L’homme lui tend un mouchoir blanc en soie et un stylo-plume noir et or.
— Vous pouvez écrire sur le mouchoir.
Marc écrit son adresse dessus pendant que l’homme règle leurs consommations. Quand il a fini, il lui tend le mouchoir, qu’il range soigneusement à l’intérieur de sa veste. Ils se lèvent, se serrent la main : une chaleur intense traverse la peau de Marc, le réconforte comme un baume apaisant.
— Au fait, quel est votre nom ? Moi c’est Marc, Marc Donatier.
— Mon nom n’a aucune importance. Demain, chez vous, à minuit précise. Soyez prêt pour un grand changement !
L’homme tourne les talons et disparaît au coin de la rue. Marc ne sait pas quoi penser de cette soirée ; incrédule, il finit par se mettre en route vers son appartement, longe de sombres ruelles et arrive devant son immeuble. Il monte les escaliers jusqu’à sa porte : un mot du concierge a été coincé au niveau de la poignée. Griffonné sous le coup de la colère, il indique que « la propreté est la base du savoir-vivre ». Le souvenir glacial du comte lui revient en mémoire. Il entre avec appréhension et une puanteur effroyable instantanément lui soulève le cœur.

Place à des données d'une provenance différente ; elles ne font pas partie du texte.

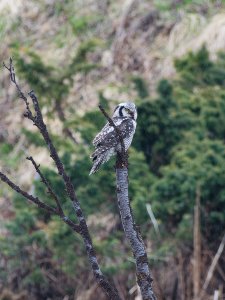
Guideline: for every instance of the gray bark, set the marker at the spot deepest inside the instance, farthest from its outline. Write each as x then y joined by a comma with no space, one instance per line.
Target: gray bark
144,278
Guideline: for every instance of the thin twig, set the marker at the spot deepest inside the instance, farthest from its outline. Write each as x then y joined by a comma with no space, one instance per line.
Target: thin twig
108,289
51,192
33,199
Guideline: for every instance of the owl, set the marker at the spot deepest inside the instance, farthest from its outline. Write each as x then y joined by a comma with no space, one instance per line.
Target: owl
107,142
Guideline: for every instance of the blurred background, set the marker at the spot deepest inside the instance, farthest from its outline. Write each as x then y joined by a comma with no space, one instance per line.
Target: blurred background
168,56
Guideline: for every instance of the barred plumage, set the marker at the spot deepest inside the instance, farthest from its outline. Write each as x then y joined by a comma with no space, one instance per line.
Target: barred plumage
107,142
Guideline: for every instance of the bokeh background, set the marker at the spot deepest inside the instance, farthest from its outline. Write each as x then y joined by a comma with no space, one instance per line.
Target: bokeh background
168,56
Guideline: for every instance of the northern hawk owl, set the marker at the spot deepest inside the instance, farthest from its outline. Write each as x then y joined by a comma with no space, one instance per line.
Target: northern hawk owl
107,142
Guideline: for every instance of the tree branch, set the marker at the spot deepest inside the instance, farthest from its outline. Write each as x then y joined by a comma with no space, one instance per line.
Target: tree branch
51,192
133,235
33,199
37,119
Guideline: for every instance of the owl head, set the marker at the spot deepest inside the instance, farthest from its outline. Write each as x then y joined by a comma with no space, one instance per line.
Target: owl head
126,109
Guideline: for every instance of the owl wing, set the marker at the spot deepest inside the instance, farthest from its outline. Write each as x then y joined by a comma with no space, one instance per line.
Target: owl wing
108,137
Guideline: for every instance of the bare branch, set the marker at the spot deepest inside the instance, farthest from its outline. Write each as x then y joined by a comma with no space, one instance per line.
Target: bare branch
51,192
33,199
108,289
11,70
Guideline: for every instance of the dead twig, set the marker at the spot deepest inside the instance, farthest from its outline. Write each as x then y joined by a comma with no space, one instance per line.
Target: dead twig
82,228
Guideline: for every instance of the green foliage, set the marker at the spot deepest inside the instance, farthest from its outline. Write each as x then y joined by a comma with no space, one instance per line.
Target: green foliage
141,87
178,146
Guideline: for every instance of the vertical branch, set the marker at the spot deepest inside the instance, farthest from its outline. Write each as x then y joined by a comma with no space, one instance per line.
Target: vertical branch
133,235
197,246
213,266
38,121
144,278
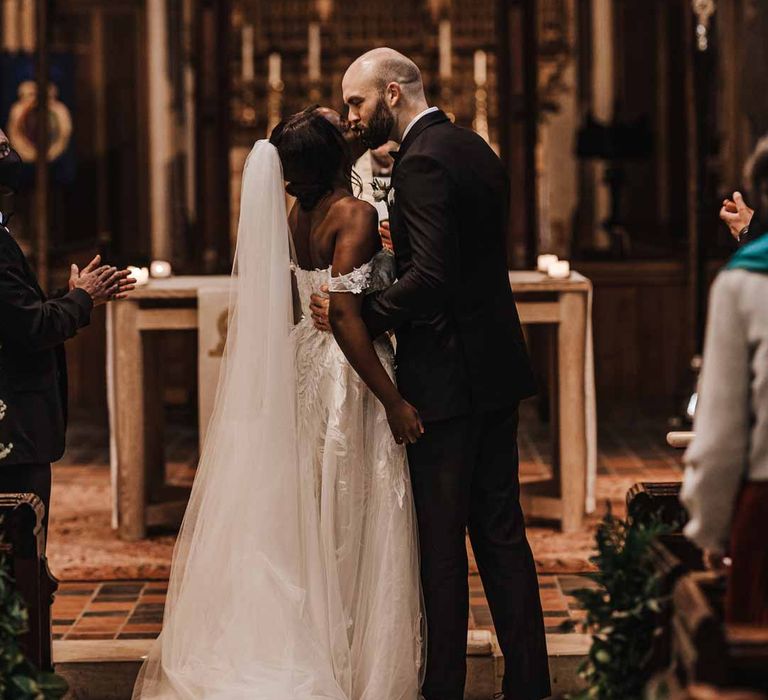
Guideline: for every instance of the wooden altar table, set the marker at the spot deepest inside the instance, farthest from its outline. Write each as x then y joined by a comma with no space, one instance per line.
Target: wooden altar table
140,499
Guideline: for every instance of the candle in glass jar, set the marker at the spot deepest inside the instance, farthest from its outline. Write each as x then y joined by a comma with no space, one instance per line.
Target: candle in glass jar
560,270
275,68
544,261
140,274
160,268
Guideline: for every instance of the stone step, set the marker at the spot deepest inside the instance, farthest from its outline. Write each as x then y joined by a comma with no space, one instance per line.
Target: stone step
106,670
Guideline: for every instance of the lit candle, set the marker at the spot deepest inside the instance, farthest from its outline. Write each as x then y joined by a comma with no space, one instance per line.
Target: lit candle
544,261
274,70
314,42
481,68
247,53
140,274
560,270
445,48
160,268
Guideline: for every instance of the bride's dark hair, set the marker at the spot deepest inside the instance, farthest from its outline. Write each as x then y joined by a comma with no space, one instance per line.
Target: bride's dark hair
314,155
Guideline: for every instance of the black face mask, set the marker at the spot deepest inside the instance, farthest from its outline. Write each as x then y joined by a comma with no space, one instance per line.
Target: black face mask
10,172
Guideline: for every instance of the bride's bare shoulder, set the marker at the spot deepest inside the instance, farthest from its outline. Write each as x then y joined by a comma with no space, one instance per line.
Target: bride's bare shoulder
355,214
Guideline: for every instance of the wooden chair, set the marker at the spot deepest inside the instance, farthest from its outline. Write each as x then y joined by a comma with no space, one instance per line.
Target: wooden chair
23,544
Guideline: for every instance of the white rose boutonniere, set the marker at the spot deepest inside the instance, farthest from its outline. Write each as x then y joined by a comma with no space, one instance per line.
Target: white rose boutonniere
383,192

L’appartement entier est infesté de vermines semblables à celles qui jonchaient la marche où a été trouvée la carte au nom du comte ; il porte la main à sa poche et constate qu’elle a disparu. Il avance dans l’appartement comme en plein cauchemar : les pièces sont sens dessus dessous, elles donnent l’impression d’un profond délabrement, d’une lente dégradation des lieux depuis des années. Blattes et mouches bleues, par grappes et essaims compacts, forment des taches vibrantes par-dessus le cloaque.
Que s’est-il passé ?
Une vive terreur le saisit : les mots du vieillard, ces être faibles, désespérés, qu’un démon traquait jusqu’à la folie ou la mort, cet homme vêtu de blanc rencontré dans le parc, sa compassion pour ses malheurs… était-ce une pitié sincère ou du plaisir, de la jouissance ? Était-ce… ?
Marc chancelle, essaie de s’appuyer contre le mur mais ses jambes se dérobent, la tête lui tourne, tout s’assombrit, il se sent attiré par un néant qu’il ne peut définir, plus horrible que la plus horrible des morts — qui aurait pu lui faire perdre l’esprit s’il n’avait pas déjà perdu conscience.